Política
Lula faz do Amazonas peça-chave na estratégia para conter bolsonarismo e apoia Omar Aziz (PSD) ao governo do estado
Aliados do presidente avaliam que fragmentação de candidaturas pró-governo poderia abrir espaço para vitória da direita no estado.
(Tadeu Rocha)
O presidente Luiz Inácio Lula da Silva (PT) definiu como prioridade eleitoral deste ano conter o avanço da direita e isolar forças bolsonaristas, e para isso tem apostado em alianças amplas em estados onde o PT não tem candidatura competitiva. No Amazonas, a estratégia passa pelo apoio à candidatura do senador Omar Aziz (PSD) ao governo estadual, visando evitar a fragmentação do campo governista que poderia beneficiar a oposição de direita.
A avaliação no Planalto é que, mesmo fragmentado, o bolsonarismo segue ativo na mobilização de discursos radicais, e a pulverização de candidaturas progressistas poderia abrir espaço para vitórias adversárias em disputas estratégicas. Por isso, Lula tem buscado construir uma frente ampla com partidos como PSD e MDB, reduzindo conflitos internos entre aliados.
Amazonas como caso emblemático
Segundo o portal CNN, Lula deve apoiar Omar Aziz por considerá-lo um nome com capacidade de aglutinação política e viabilidade eleitoral para barrar o avanço bolsonarista na região Norte.

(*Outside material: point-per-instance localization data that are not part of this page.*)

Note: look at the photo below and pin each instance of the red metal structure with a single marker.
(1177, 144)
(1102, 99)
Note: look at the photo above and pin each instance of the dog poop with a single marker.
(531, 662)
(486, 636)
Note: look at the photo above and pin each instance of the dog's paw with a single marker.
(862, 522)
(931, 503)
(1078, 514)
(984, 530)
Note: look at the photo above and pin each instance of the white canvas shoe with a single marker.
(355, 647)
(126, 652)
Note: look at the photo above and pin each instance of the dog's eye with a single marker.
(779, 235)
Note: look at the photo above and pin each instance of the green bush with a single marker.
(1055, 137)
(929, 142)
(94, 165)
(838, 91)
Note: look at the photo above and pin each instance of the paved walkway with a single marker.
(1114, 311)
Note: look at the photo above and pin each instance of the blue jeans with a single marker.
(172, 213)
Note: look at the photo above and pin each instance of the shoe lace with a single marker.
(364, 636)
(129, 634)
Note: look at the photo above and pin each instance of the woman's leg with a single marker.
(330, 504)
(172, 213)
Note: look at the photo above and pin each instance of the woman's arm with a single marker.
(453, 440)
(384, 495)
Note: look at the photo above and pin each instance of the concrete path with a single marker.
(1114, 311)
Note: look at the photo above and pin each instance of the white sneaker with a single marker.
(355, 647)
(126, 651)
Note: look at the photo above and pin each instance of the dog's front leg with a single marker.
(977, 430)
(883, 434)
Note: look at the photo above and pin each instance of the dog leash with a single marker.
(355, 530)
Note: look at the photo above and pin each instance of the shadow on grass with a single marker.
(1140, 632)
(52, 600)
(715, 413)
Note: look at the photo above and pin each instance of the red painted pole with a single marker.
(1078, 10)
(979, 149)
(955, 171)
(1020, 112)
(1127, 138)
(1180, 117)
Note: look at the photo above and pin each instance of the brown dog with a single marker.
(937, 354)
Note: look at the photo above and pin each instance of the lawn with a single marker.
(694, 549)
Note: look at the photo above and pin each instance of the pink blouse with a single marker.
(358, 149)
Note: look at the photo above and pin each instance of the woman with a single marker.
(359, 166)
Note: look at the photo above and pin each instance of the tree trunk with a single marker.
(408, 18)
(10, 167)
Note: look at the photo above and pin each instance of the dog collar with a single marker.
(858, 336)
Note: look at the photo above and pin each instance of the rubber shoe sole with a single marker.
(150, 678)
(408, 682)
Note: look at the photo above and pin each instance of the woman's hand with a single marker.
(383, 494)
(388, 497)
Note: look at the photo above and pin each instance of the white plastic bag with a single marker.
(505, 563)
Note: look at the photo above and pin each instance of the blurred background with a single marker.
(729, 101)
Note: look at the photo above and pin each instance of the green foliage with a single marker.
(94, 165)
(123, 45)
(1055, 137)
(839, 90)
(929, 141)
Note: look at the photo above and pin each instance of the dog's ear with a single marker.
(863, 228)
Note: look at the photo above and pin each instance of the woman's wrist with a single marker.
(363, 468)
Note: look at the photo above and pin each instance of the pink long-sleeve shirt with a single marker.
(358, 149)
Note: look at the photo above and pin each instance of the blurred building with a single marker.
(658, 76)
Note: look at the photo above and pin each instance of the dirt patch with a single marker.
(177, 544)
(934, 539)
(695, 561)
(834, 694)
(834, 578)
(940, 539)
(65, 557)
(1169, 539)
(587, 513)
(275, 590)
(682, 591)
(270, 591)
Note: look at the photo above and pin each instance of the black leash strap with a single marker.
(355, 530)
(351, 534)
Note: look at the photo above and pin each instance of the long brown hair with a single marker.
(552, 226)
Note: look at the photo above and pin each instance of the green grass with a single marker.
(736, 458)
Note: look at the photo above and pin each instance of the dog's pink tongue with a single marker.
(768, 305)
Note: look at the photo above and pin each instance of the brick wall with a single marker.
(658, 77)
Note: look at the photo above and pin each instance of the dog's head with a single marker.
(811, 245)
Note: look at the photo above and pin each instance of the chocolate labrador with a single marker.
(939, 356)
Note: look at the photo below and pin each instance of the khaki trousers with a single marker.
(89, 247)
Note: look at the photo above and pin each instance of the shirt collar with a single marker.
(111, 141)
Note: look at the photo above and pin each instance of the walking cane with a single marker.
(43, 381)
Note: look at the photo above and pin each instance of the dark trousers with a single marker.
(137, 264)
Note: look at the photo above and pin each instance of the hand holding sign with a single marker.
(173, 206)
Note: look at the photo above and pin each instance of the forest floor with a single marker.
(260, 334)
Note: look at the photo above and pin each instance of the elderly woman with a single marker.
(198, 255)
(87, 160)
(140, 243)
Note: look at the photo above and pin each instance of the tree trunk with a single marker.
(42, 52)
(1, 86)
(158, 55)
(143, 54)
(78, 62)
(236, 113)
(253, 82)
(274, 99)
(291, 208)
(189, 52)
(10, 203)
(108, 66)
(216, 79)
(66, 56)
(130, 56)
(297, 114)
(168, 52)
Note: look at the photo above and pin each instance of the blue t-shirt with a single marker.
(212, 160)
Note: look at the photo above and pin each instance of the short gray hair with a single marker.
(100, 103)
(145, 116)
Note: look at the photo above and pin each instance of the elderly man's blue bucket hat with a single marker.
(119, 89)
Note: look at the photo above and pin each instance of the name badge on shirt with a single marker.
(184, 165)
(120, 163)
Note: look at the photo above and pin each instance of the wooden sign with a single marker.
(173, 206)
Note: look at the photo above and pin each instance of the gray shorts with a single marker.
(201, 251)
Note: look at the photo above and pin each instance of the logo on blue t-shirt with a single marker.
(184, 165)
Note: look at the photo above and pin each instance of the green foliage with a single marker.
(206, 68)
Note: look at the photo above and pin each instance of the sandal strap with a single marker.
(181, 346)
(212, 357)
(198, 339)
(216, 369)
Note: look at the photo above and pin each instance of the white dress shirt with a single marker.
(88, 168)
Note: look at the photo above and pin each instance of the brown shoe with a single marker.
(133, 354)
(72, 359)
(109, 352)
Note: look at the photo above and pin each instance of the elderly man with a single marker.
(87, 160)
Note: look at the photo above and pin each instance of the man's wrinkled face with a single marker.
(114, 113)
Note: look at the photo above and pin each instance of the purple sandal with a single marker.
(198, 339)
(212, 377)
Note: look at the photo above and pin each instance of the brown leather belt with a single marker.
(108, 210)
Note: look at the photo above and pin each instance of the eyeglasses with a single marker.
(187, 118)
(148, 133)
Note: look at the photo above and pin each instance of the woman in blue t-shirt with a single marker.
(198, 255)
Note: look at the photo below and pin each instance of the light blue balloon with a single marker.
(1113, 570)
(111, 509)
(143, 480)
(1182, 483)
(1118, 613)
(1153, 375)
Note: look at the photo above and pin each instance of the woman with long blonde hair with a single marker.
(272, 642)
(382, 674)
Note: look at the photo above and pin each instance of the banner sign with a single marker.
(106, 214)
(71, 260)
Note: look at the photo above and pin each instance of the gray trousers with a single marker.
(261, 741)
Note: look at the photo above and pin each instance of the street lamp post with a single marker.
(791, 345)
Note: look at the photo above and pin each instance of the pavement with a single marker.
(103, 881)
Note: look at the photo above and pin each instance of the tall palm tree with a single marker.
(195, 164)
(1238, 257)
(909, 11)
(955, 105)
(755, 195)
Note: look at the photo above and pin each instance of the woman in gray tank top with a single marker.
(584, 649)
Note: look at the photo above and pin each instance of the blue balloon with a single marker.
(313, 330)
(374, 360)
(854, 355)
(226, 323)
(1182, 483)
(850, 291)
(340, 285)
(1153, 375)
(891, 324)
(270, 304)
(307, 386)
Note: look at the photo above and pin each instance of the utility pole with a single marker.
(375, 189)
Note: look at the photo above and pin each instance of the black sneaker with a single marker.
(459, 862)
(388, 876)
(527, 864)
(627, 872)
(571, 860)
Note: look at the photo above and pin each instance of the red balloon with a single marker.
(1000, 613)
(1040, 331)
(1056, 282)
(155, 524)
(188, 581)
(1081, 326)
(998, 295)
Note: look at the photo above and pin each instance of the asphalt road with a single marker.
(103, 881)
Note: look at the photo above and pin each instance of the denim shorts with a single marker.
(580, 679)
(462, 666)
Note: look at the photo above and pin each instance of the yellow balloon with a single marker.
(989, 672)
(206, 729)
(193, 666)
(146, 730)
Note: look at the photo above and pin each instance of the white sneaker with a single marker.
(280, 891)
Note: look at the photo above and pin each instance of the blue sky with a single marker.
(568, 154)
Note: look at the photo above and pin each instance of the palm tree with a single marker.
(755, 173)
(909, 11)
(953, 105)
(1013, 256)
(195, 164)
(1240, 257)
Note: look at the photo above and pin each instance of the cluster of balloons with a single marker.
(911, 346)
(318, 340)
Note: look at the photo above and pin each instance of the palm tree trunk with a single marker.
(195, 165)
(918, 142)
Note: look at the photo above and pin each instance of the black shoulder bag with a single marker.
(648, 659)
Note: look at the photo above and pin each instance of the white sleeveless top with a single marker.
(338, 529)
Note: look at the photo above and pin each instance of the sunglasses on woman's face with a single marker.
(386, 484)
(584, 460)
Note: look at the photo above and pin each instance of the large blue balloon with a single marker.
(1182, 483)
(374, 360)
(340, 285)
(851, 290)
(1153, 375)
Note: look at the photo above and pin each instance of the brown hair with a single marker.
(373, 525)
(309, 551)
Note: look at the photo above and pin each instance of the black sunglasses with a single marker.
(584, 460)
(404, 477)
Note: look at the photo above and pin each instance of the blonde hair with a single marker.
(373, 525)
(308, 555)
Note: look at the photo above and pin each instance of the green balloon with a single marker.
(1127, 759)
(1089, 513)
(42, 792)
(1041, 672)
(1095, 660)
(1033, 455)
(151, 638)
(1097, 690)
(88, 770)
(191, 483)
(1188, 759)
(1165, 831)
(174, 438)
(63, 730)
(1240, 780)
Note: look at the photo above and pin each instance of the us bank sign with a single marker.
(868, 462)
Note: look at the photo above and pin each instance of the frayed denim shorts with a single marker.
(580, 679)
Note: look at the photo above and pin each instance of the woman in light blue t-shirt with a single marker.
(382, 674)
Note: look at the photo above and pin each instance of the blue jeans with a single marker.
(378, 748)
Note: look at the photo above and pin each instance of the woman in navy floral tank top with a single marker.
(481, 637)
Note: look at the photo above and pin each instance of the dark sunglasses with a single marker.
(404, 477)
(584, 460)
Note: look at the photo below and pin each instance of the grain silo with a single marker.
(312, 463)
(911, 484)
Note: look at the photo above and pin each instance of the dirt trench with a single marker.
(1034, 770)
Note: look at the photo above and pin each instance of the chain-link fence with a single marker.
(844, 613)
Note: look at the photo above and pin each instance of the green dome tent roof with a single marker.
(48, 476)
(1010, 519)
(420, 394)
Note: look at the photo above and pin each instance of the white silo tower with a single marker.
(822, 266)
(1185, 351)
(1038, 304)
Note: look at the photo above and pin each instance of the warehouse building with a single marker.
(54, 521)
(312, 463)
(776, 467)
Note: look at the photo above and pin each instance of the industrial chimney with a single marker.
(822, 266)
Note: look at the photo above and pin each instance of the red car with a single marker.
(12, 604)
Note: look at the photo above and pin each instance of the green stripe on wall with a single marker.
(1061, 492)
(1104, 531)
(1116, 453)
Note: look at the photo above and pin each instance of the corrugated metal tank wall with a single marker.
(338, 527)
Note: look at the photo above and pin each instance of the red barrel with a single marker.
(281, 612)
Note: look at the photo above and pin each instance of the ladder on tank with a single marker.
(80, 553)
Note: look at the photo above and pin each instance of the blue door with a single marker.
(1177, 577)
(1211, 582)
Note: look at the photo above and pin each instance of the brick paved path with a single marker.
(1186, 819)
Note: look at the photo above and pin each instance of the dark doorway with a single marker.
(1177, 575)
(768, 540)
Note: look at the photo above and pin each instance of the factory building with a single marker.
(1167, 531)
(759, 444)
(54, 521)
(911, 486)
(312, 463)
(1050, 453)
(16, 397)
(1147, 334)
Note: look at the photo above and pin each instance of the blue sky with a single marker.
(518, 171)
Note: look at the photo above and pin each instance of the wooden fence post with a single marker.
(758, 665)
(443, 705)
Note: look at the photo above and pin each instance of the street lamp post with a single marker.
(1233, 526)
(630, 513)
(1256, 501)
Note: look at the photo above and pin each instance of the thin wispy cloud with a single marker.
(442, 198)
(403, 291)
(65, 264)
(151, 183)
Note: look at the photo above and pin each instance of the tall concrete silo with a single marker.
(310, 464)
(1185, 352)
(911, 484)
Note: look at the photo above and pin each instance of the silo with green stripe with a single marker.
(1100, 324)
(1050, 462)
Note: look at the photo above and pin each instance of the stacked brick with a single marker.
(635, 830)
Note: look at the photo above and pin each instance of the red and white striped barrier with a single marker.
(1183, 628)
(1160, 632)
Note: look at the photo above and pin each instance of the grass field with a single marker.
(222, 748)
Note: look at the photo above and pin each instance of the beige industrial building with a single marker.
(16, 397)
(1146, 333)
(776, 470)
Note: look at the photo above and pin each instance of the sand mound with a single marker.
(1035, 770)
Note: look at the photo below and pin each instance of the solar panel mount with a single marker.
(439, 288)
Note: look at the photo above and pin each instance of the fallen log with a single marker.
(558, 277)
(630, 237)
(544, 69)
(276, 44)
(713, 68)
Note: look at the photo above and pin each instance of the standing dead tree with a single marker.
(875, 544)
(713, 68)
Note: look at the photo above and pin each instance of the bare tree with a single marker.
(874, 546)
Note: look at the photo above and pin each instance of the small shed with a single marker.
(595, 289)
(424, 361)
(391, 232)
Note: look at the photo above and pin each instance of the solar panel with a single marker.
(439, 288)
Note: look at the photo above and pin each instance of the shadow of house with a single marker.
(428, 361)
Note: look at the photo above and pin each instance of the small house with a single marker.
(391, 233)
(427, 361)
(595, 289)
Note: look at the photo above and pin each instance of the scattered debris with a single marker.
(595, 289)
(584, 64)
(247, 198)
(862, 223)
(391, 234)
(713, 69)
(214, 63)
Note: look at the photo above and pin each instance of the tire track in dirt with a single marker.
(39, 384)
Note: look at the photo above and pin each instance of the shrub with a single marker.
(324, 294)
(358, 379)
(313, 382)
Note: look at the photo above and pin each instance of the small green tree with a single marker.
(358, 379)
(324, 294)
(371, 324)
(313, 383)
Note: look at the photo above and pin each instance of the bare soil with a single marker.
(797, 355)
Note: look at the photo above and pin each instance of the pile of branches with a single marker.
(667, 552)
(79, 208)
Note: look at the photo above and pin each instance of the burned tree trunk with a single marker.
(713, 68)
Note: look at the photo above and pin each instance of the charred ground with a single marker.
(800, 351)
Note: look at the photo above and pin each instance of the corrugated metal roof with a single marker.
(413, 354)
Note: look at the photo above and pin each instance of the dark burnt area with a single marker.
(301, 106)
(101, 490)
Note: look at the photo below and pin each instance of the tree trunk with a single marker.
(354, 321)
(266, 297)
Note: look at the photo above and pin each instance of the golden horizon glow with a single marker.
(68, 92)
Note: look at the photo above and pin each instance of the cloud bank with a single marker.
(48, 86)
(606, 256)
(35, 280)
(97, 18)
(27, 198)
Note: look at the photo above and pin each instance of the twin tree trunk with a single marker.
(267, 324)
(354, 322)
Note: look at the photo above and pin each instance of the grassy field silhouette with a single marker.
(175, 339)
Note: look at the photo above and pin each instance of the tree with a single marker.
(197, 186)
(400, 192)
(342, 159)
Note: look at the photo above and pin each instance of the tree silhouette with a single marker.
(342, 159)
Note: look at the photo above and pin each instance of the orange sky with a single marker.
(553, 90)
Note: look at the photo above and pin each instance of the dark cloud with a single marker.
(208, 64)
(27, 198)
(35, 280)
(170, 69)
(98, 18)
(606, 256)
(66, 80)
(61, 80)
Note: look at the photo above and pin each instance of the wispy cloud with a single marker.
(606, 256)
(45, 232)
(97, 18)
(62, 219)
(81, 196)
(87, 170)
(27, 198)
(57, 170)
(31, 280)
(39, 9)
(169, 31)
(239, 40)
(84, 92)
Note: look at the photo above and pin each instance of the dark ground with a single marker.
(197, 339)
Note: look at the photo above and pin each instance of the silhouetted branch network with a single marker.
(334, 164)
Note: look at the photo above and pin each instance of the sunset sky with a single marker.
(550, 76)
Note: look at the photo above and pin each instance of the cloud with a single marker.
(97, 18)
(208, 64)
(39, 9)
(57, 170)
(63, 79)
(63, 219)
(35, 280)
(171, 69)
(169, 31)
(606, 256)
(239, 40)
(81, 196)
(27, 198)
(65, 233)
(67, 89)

Um cenário com PT, PSB e PSD disputando separadamente, na visão do governo, fragmentaria o eleitorado alinhado ao Planalto e beneficiaria adversários de direita.
Estratégia se expande para outros estados
Além do Amazonas, o Palácio do Planalto articula alianças semelhantes no Acre, Rondônia e Roraima, onde os nomes mais cotados também são do MDB ou PSD. A diretriz é clara: apoiar candidatos com maior potencial eleitoral e alinhamento mínimo com a agenda federal, mesmo que não sejam do PT.
Objetivo: governabilidade e proteção democrática
Nos bastidores, a construção dessas alianças é vista não só como movida por cálculo eleitoral, mas também como medida de proteção institucional. A ideia é isolar politicamente setores radicais e ampliar a base de sustentação de Lula no Congresso Nacional, garantindo maior governabilidade para o próximo ciclo.